Safety Actions For Delivery Drivers
by Sumona Business Development 25 January 2023
Being a delivery driver is a role that presents its own set of hazards. If you’re on a motorbike or pushbike, this level of risk increases. And if you’re driving at night, you must be even more vigilant.
Whether you’re new to being a delivery driver or you’ve been in the role for a while, it’s essential that you know how to keep safe.
We’ve always relied on delivery drivers to get what we want to where it needs to be. But in recent years, it’s become apparent just how important they are in terms of keeping everything moving.
During the pandemic, as we stayed indoors and shops were closed, we came to depend on food and parcel deliveries. And this led to a flurry of interest in world-be drivers trying this career prospect out for themselves.
It’s the responsibility of your employer to make sure you’re safe when you’re out doing deliveries. They have to ensure you’re trained up, that you know how to drive safely, and that you’re in a vehicle that’s in perfect running order.
As the driver or courier, you also need to practice workplace safety. Here are some tips to help you keep focused:
1. Practice safe driving
Driving safely is crucial at any time, but as a delivery driver, you’re under a different level of pressure than other motorists. This is because you have delivery times to meet and targets to reach.
Therefore, it’s essential that you take breaks when you’re tired, be extra vigilant when driving at night, and plan your route so that you don’t lose track of where you’re heading and get stressed about trying to find the delivery address.

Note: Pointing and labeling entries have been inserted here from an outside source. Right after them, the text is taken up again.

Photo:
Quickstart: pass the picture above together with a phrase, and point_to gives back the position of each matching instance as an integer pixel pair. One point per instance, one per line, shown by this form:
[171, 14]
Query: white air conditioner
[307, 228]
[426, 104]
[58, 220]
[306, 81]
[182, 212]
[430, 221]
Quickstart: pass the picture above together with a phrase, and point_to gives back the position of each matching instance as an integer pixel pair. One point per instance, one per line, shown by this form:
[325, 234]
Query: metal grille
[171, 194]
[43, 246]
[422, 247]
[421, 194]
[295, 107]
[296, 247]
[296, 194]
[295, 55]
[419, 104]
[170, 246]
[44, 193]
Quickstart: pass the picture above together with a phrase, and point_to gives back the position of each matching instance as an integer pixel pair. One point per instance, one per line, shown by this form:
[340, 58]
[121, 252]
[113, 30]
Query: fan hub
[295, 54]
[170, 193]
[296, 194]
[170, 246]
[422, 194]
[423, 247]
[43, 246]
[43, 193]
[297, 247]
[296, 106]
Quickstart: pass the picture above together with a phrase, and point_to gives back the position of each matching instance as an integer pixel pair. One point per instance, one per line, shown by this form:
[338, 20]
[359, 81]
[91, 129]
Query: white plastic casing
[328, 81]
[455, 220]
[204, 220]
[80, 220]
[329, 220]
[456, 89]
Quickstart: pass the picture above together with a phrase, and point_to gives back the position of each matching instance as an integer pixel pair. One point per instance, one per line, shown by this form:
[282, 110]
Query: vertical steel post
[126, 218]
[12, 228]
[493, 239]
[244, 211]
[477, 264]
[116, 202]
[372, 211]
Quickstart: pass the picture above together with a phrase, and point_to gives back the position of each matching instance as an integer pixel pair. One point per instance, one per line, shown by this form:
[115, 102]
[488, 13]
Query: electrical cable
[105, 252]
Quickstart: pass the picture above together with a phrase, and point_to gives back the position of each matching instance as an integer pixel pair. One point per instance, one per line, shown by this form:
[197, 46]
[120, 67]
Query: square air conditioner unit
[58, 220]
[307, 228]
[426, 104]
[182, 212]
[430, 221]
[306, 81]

Check your blind spots, stick to the speed limit and adjust your driving for the weather, too. Also, make sure you’re carrying cargo and parcels safely – it’s possible that you could damage your back if you’re not handling goods properly.
Accidents do happen, however. If something does go wrong and you’re in the hospital for treatment, that can be hard, especially if you’re only paid when you work your contracted hours. Should you have injured yourself at work and you’ve not received the treatment you need to get you back on the road, you might be eligible for compensation.
2. Limit cash
If possible, try to keep as little cash on you as possible and hide any money you are carrying. While it’s likely you’re only stopping at an address for a short time, there are opportunists who might try their luck.
Similarly, be aware of anyone who’s watching as you unload your truck and close the doors as soon as you can. As well as attempting to take money from you, potential thieves might try to take what’s in your van.
3. Carry a flashlight
Keep a torch with you so that you can see where you’re going if you have to walk to the back of a building in the dark. This is also useful should your van break down and you need to see what you’re doing.